A velha muçulmana permaneceu um longo momento a fitar o médico; o problema, na verdade, horrorizava-a. Sabia que a qualquer momento poderia morrer, por mais misericordioso que fosse Alá a idade era o que era e não havia modo de lhe escapar. Que aconteceria aos seus netos? Como se desembaraçariam eles? Tantas vezes pensava nisso antes de adormecer e agora aquela possibilidade era-lhe apresentada assim, sem mais, desígnio da Providência. Seria Alá a lançar-lhe um aviso pela boca daquele branco?
Sentindo-a hesitar, José percebeu que a porta se entreabrira; faltava desferir a estocada final.
"O curso é uma garantia. Deixe-os ir para Lourenço Marques. Eu pago-lhes os estudos e eles ficarão com uma enxada que os ajudará na machamba da vida. Essa é a maior prenda que a Aissa lhes pode oferecer."
Levou ainda mais meia hora de conversa mole, mas Aissa estava conquistada muito antes de dar a luz verde final.
"Trate então deles, senhor doutor", concedeu por fim. "Dê- lhes a enxada para a vida."
Os irmãos de Sheila, porém, nem queriam ouvir falar na ideia. Irem para Lourenço Marques estudar? Maomé rejeitou a proposta liminarmente e Malaquias foi ainda mais rápido. A surpresa, porém, veio de Sheila. Embora não recusasse a sugestão, a sua manifesta falta de entusiasmo surpreendeu o médico.

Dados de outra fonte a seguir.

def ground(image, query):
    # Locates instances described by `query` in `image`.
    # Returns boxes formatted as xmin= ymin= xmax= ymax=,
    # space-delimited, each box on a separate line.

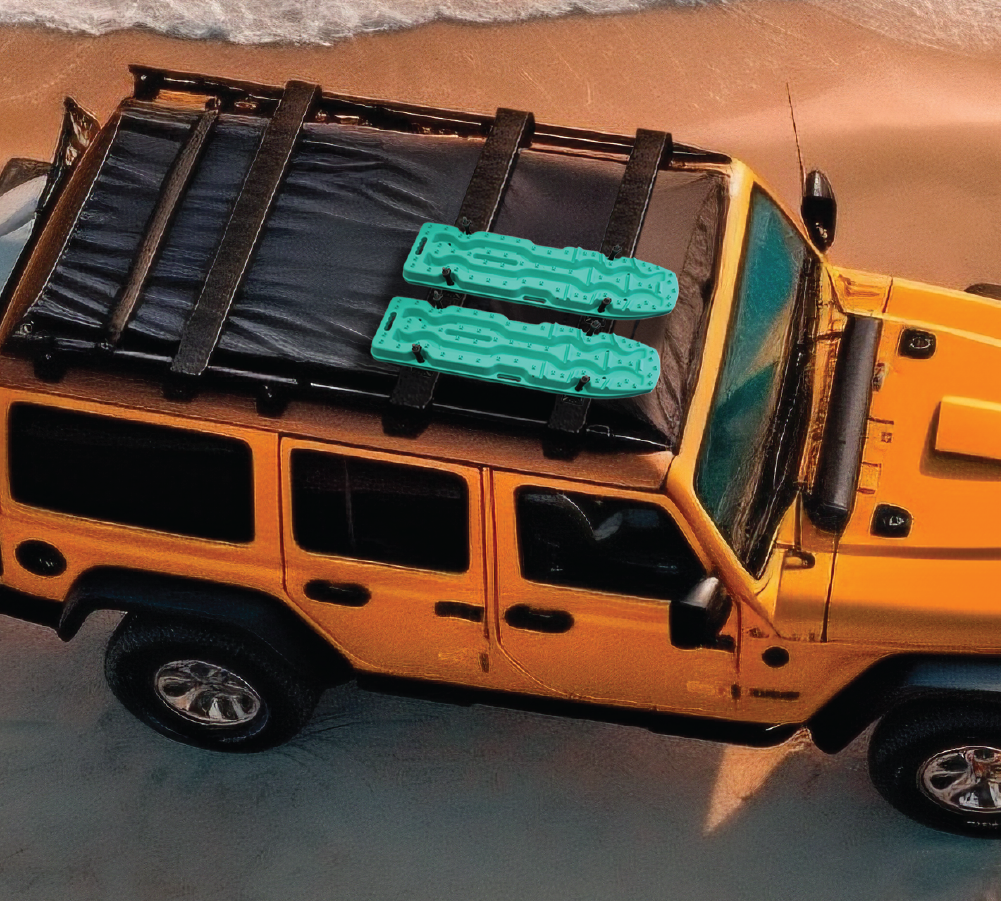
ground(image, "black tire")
xmin=869 ymin=699 xmax=1001 ymax=839
xmin=104 ymin=614 xmax=322 ymax=752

"Eu não sei, senhor doutor."
"Como, não sabes? Então tens esta oportunidade para realizares o sonho de ser enfermeira e estás agora a dizer-me que não sabes?"
Ela baixou a cabeça, acabrunhada e incapaz de o olhar.
"Pois, não sei..."
"Então para que te candidataste ao curso? Para que foste fazer o exame de candidatura? Para não ires?"

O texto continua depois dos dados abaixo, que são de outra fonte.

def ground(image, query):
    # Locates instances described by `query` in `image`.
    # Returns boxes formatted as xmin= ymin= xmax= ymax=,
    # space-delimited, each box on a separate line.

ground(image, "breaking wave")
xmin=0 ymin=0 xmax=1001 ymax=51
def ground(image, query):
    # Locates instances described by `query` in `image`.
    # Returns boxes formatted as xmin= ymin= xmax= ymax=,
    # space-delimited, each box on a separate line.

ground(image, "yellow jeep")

A rapariga fechou-se em si mesma e, após balbuciar umas respostas sincopadas e em monossílabos, o director do hospital sentiu-se exasperado. Incapaz de extrair o sim dela, desistiu e abandonou a palhota em direcção ao carro. Sheila acompanhou-o, cabisbaixa, mas quando sentiu que estava suficientemente longe dos ouvidos da avó murmurou:
"Tenho um namorado."
José arregalou os olhos.
"O quê?"
Ela olhava para todos os lados excepto para o médico, tão embaraçada se sentia com a confissão.
"Chama-se Ismael. Se eu for para Lourenço Marques, não o vejo mais."